3.4. Reproduction-Related Traits
Some candidate chromosomal regions and QTLs associated with reproduction-related traits were identified. We found six significant QTLs within five informative chromosomal regions on SSCs 1, 12, and 16 for reproduction-related traits. Among those genes, the superoxide dismutase 2 (SOD2) gene has been reported to have one polymorphism associated with male infertility . Considering the results of the GWAS, a few QTLs for LTTNB, LTNBA, and WEI but no QTL were identified for NPW, which might be due to low heritability (Table 1) and relatively smaller sample size for detecting significant QTL regions. Another reason for this result might be high criteria of significance. Because of the high cut-off criteria for the significance level of the traditional single trait GWAS strategy, it is difficult to determine the useful QTL on those reproduction-related traits .
3.5. Co-Association Network Based on Association Weight Matrix
The constructed AMW consisted of 215 (211 genes and 4 SNPs) × 7 (traits), and each cell represents their z-value normalized additive effect (Figure 2a). To visualize this, Permutmatrix software  was used. There were three main obvious findings in the visualized matrix. First, the genes had strong effects on both of body-related traits (PCL and BFAT) and growth-related traits (DAYS and ADG). Second, PCL and BFAT, and DAYS and ADG pairs, respectively, were almost the compensate tendency by the effects of the genes. This was an obviously understandable deduction from the meaning of the traits (e.g., meat percentage information versus fat information for PCL and BFAT). Another finding is that it was difficult to identify the specific tendency of the effect on reproductive traits (LTTNB, LTNBA, and WEI) because it was quite different from that on the traits of the two groups mentioned above and it had a weak effect (relatively dark compared to other groups). Therefore, research on those reproduction-related traits is limited by the traditional GWAS method  and AWM-based approach has recently emerged as a useful option [6,10].

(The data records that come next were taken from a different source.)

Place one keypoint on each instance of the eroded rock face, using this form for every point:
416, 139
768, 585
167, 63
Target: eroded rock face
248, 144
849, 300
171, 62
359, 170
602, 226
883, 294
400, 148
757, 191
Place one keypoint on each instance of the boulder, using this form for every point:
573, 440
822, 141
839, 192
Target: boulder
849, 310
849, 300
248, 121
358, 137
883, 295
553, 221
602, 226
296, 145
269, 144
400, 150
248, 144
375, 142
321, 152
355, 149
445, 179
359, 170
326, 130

The whole network created by the PCIT analysis based on AWM information consists of 226 nodes and 6921 edges (Figure 2b). The rectangle node indicates seed on the network and the diamond node is uncluttered based on the MCODE analysis of Cytopscape application. Based on the comparison with the TF database, ARID3B, ATF6B, DMTF1, GCM1, GLI2, ISL1, KDM5B, KLF17, NFYC, NPAS3, and WDHD1 were identified as TFs. Among them, five TFs (ARID3B, GCM1, GLI2, ISL1, and NFYC) had motif information. Each TF and its target gene network were matched using FIMO tool analysis and, finally, the top trio network consisting of 43 genes and centered on ARID3B, GCM1, and GLI2 was constructed (Figure 2c).

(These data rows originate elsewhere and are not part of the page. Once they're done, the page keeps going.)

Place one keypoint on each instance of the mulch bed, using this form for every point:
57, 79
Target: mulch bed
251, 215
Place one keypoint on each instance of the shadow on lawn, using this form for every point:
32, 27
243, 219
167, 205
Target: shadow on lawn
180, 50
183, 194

The AT-rich interaction domain 3B (ARID3B) encodes a member of the AT-rich interaction domain (ARID) family of DNA-binding proteins . Studies have reported that the ARID3B gene affects the regulation of limb development . However, the function of the ARID3B gene in pigs has not been studied comprehensively. The ARID3B has 13 in silico validated target genes (CTTNBP2, DRC1, ENSSSCG00000017864, FAM134C, ICA1L, KIAA1324L, LOC100038019, LOC100155829, LOC100518725, MMP1, PARS2, PDE4B, and POLR2G), most of which (six out of 13 genes, DRC1, ENSSSCG00000017864, LOC100518725, PARS2, PDE4B, and POLR2G) are involved in the cellular process (Figure 2c). Many of them were essential genes for survival. For example, DRC1 is essential for motile cilia function in algae and humans, and POLR2G encodes the RNA polymerase II subunit G [38,39]. Moreover, PARS2 encodes a putative member of the class II family of aminoacyl-tRNA synthetases and those with mutations in PARS2 could have Alpers syndrome .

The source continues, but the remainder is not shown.